Friday, December 31, 2010

What Will You Read in 2011?

It's New Year's Eve. Thoughts of broken dreams of 2010 and hopeful plans for 2011 are postponed as you watch the ball drop in Time Square, share a glass of something bubbly or grape, or wriggle to a powerful beat at a countdown party.

The next day, however,  you scratch the surface of a brand new year, wanting to make this one better, cleaner, more worthy. While you're pondering resolutions for your writing, don't forget your reading goals.

How many books did you read in 2010? Did you read your genre? NYT bestsellers or indies? Fiction or nonfiction, or both? Can you list them? Remember the authors?

Some people keep a book journal, a bibliofile, writing down daily what they are reading with thoughts on quality, flow, characterization and lesson. Most of us don't. But you know about how many books you read, right? At least a dozen, I hope.

OMG, you say. That's a lot of books. Yes, it is, but not really. Not if you're a writer. You live by the written word. You can't write well without studying good writing. Without learning what works, what flows, what makes a story twist, turn and capture the AHA moment.
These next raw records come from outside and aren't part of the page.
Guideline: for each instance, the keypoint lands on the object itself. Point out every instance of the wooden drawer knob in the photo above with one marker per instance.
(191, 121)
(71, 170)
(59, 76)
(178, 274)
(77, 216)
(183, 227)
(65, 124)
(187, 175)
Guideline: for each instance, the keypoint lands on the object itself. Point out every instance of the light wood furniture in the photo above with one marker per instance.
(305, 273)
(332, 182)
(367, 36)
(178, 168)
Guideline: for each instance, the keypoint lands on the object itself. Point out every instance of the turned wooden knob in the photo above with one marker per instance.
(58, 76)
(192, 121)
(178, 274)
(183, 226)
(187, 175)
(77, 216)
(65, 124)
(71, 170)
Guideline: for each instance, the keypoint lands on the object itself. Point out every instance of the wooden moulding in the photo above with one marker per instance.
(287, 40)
I have a little saying about reading and writing.

You'll read a hundred times more words than you write;
write a hundred times more words than you'll keep; and
keep a hundred times more words than you'll publish.

I used to say ten, but have learned that number is grossly underestimated. We write better the more we read. Then the more we write, the more we learn to read like a writer, watching for choice phrasing, amazing plot, quirky characterization. We keep a notebook handy, noting grand sentences we wish we'd composed. We dog-ear pages and highlight passages. It's hard to enjoy light reading, because you are too busy trying to understand how the chapters came together in the author's mindseye.
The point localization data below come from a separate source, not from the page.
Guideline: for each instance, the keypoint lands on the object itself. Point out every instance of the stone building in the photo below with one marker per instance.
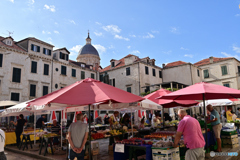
(30, 68)
(132, 74)
(221, 71)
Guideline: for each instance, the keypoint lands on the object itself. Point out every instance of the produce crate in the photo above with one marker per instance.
(226, 133)
(165, 153)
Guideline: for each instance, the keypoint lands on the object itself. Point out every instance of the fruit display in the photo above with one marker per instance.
(162, 144)
(97, 136)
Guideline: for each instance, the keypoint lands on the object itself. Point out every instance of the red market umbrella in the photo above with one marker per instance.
(167, 103)
(86, 92)
(203, 91)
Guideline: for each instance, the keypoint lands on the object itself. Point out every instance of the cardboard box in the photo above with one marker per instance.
(229, 137)
(230, 146)
(230, 141)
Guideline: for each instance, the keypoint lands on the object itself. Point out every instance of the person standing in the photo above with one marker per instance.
(21, 122)
(216, 125)
(229, 114)
(40, 122)
(190, 128)
(77, 137)
(2, 144)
Reading makes you a better writer.

You know all those lists that happen in January? The best seller lists, most read lists, the books loved most by this group or that group? If you're like me, you glance at them and wish you'd read several. . . or more. What about all those classics you've missed?

When you're making those well-intended New Year's resolutions for your writing future, include a list of books, authors, and genres you'll read for self-development.
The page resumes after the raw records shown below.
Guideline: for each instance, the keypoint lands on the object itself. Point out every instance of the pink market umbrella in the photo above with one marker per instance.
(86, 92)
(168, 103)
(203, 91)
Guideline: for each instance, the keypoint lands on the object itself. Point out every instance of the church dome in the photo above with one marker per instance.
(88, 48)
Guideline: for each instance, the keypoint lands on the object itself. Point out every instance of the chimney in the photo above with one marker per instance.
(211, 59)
Without the need to read, you lose the right to write. Make 2011 all about the words, in more ways than one.

Happy New Year!


anjie said...

What a great post! One of my favorite things to do at the end of each year is take inventory of the books I've read (I've kept a list for 20 years) and look over my huge list of books I'd like to read. Thanks for reminding me that all those books make me a better writer.

Today I'll finish Nicole Krauss's novel, Great House. Wow. The history of a desk told from the perspectives of multiple narrators. Complex and creative.

Madeline Mora-Summonte said...

I keep track of the books I read during the year and note which ones I didn't care for, liked, loved etc. I did a blog post about my absolute favorites - - and I love to hear what books and authors others discovered.

I discovered some new/new to me authors who I now can't wait to read their next books (or their old ones!) I also read some books that made me see my own writing in a new way.

Happy New Year of Reading and Writing!

Susan said...

Hello Hope...Thoroughly enjoyed your post today. Great idea to WRITE DOWN the books I read this year. I like that idea very much. I'm an avid reader. My living room library shelves are bulging. Books are one of my major obsessions and one that I don't want to purge! ha! Hope you have a super new year. Thanks for all your wonderfully informative posts throughout the year. Susan

tbbotts said...

I sure enjoyed this blog post. I learned to write down the books I've read from my mother-in-law. I keep them on index cards in a recipe file.
I also wanted to give you an atta-girl on your FFW web site. It's always full of helpful information. Keep up the good work. Best wishes for a prosperous new year.

Sioux Roslawski said...

Writing down what we read is a great idea. And you're right. Writers must be voracious readers and as they read, they study the craft so they can "steal" a strategy.

Laura Townshend said...

If only I had time to read more! I tend to stick with writing books, self help and other non-fiction. My daughter is a voracious fiction reader...I look at her books and drool.

Hope Clark said...

You have to read books like what you'd like to write. If you write fiction, read fiction.

Anonymous said...

Love this post...
Love to read :)

Terra said...

These are wise words. I have about 30 books that I purchased that await reading in 2011. I just completed Shadow of the Wind, now that author's words have wings.